In 1984 TSR developed Dragonlance, which consisted of an entirely new game world promoted both by a series of game supplements and a trilogy of novels written by Margaret Weis and Tracy Hickman. "The Dragons of Autimn Twilight", the first novel in the series, reached the top of the New York Times Best Seller list, encouraging TSR to a launch a long series of paperback novels based on the various official settings for D&D. By the early 1990's, the profits from TSR's fiction department actually far surpassed that of their gaming publications. During the height of its success, TSR made an annual profit of over one million U.S. dollars, and maintained a staff of 400 employees.

However, TSR gradually lost its ability to innovate.[citation needed] After the emergence of collectible card games, TSR released several new collectable game lines: Dragon Dice and Spellfire.
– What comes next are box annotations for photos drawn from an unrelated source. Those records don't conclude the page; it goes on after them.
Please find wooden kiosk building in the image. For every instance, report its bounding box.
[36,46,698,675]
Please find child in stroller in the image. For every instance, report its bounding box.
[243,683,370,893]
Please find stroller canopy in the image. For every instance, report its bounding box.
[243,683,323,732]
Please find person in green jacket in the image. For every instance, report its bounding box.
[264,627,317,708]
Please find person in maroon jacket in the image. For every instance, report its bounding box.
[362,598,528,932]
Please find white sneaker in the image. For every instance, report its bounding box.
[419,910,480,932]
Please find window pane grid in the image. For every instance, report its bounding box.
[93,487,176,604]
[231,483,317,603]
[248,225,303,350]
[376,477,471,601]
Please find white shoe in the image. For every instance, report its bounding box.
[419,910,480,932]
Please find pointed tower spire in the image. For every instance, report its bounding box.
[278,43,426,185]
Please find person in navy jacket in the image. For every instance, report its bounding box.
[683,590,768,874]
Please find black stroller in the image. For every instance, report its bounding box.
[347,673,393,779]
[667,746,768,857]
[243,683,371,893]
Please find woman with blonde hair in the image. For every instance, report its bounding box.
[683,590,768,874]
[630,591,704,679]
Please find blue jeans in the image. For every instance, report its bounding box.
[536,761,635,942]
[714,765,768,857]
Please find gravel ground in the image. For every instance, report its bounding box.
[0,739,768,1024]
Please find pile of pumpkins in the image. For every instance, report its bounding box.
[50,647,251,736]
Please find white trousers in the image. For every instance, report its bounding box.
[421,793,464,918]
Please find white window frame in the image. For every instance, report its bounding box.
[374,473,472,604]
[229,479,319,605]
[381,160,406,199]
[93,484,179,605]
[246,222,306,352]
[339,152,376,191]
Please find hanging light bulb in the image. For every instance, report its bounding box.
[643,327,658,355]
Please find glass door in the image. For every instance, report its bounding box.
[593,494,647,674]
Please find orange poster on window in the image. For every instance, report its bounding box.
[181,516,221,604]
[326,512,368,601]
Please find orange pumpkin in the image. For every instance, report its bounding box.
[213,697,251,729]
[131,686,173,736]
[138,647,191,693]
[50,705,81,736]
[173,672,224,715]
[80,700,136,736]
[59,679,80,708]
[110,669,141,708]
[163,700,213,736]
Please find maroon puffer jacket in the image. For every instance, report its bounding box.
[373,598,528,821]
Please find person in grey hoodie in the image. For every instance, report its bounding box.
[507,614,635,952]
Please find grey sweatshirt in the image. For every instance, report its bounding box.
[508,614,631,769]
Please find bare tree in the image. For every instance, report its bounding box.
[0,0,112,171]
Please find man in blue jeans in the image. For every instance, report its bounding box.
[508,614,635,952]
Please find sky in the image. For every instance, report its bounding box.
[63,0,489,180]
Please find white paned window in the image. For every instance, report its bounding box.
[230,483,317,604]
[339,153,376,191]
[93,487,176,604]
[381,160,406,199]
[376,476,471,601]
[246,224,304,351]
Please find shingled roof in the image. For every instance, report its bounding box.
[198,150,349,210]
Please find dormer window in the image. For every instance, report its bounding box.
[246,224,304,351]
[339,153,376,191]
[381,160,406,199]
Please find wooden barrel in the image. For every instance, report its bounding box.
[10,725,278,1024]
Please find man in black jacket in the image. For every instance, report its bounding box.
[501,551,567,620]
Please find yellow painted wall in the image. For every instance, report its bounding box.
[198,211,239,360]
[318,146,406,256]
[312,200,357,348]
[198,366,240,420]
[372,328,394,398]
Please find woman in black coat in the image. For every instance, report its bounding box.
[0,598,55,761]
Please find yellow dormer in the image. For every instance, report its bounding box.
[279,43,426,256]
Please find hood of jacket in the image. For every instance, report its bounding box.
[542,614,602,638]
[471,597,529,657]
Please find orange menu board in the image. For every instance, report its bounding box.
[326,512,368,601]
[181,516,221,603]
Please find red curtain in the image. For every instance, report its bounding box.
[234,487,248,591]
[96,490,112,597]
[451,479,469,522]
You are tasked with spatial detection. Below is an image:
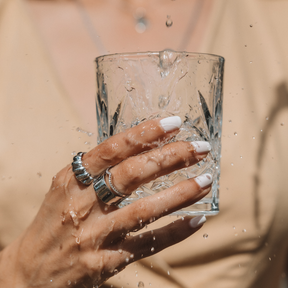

Neither found great success in the market place. At the same time, TSR began retaliating against fan fiction and other creative work derived from TSR intellectual property, which angered many long-time customers and fans. Other new entrants into the RPG genre introduced competing fantasy worlds, which fragmented the RPG community, further reducing TSR's already wilting consumer base. These and other factors, such as a disastrous year for its fiction lines in 1996 (over one million copies of tie-in books for various game lines were returned to TSR that year), led to TSR ending accumulating over $30 million in debt by 1996, and having to endure multiple rounds of layoffs.
With the decline of TSR, Wizards of the Coast, publishers of the wildly popular collectible card game Magic: The Gathering, inherited the title of "Lord of the RPGs". Wizards of the Coast purchased TSR and its intellectual properties in 1997, ending the company's slow fall from grace. TSR employees were given the opportunity to transfer to Wizards of the Coast's offices in Washington; some accepted the offer. Corporate offices in the Lake Geneva office were closed. Over the next few years, various parts of the company were resold to other companies, while in 1999, Wizards of the Coast was itself purchased by Hasbro, Inc. In 2002 Gen Con was sold to Peter Adkison's Gen Con, LLC Also in 2002 TSR's magazines were transferred to Paizo Publishing.The TSR brand name continued for several years, then was retired. Soon after, TSR trademarks were allowed to expire.